GEORGETOWN - Georgetown High School students are helping astronauts on the International Space Station perform an experiment during their science class this month.
The students in Deanna Schrag and Shawn Tomlin’s science classes are monitoring the development of Monarch caterpillars in their classroom as they develop into butterflies. They will compare their results to those found on an identical experiment being done on the ISS in real time through daily photos and written updates from the astronauts.
Georgetown is one of about 400 high schools in the eastern United States that are participating in the study.
“We’ve watched video tape on metamorphosis and we’ve watched video tape on the development of the Monarch butterfly and what we’ve been doing is just measuring the caterpillars each day,” Tomlin said. “We’re just monitoring their growth right now. I want to disturb them as little as possible and see what they’ll do.”
Retired Colonel Howard Willis, the junior high science teacher, was contacted by Monarch Watch and asked to participate in the program. Willis said several hundred schools responded and Georgetown was one of the schools picked to participate. Monarch Watch works with GHS to help develop their butterfly habitat as part of the school’s Lee Grant outdoor learning center project.
Willis said the ISS is studying the effects of weightlessness on the development of the caterpillars and their metamorphosis.
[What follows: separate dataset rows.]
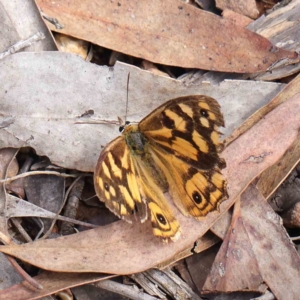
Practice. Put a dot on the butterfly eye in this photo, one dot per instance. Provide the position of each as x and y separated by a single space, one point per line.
161 219
204 113
197 197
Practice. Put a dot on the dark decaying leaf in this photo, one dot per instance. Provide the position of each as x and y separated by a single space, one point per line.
111 245
181 37
256 250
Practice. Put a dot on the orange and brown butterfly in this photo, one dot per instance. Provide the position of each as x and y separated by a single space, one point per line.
174 149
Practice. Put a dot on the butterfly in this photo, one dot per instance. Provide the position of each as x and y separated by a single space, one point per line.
174 149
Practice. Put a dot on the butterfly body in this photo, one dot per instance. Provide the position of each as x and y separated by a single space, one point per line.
175 149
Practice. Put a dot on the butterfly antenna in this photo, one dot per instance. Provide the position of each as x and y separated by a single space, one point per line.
127 96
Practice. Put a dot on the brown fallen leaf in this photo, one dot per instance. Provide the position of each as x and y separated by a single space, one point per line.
181 36
51 282
247 8
288 92
121 248
237 18
256 249
271 178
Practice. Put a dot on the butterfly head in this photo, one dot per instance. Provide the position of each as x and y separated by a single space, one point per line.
122 127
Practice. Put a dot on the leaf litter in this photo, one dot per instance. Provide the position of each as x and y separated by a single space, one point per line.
48 122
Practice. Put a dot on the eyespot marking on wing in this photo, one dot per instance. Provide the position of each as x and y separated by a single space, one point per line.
127 196
186 109
200 142
106 170
114 168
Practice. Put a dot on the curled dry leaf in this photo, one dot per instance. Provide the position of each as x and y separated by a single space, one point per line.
51 282
256 250
181 36
109 249
61 101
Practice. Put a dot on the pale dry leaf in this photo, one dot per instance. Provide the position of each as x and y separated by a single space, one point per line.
257 249
20 20
109 246
167 32
66 87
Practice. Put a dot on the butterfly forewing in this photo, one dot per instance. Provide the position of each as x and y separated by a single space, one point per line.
187 127
174 149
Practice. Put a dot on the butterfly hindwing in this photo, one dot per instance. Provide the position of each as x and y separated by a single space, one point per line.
199 192
184 138
174 149
116 183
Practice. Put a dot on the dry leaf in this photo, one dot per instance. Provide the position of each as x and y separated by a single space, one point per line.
21 19
288 92
68 87
247 8
181 36
256 249
51 282
109 246
271 178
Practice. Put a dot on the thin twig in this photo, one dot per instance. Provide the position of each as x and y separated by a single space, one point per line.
26 277
22 44
125 290
7 180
The caterpillars use gravity to determine where to build their chrysalis, among other things, on Earth and the scientists are comparing the development of the caterpillars in space to that of those in the classrooms to see if the lack of gravity will hinder or change their development.
The project is also trying to understand more about how the caterpillars change into butterflies. Willis said it is a strange phenomenon because the butterflies’ DNA shares little resemblance to the DNA of the caterpillar.
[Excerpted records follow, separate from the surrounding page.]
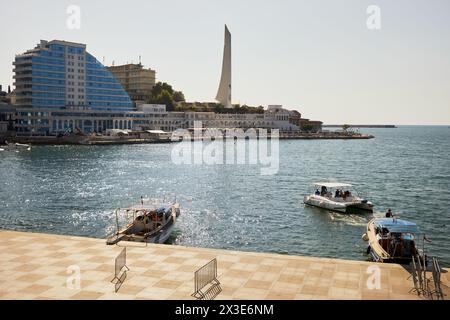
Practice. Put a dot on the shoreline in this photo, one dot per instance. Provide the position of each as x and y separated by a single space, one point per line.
107 140
35 266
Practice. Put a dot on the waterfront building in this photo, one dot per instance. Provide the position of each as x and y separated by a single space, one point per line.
7 116
224 91
137 81
61 88
60 77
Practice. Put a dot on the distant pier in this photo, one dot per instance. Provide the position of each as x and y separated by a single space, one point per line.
389 126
“Butterflies go through a complete change in their metamorphosis,” Tomlin said. “The DNA of a butterfly cannot be linked to the DNA of the caterpillar.”
The school received their caterpillars on Nov. 16 along with concentrated milkweed, which is the caterpillars’ main food source and the milk weed is also what makes them poisonous. They have molted once since Nov. 16. Tomlin said the caterpillars will molt and shed their skin five times before they go into their chrysalis. They were in their fourth stage when they arrived.
Tomlin said he will be building a flight cage to release the Monarchs into once the metamorphosis is complete. The weather outside will be too cold for them to fly south at that time so Tomlin said the classes will be observing whether or not the butterflies will be able to complete their life cycle in captivity. To feed the Monarchs once they emerge Willis is growing milk weed in his classroom.
Tomlin said he expects the caterpillars to enter their chrysalis over the Thanksgiving break. They should begin emerging by the end of the first week in December.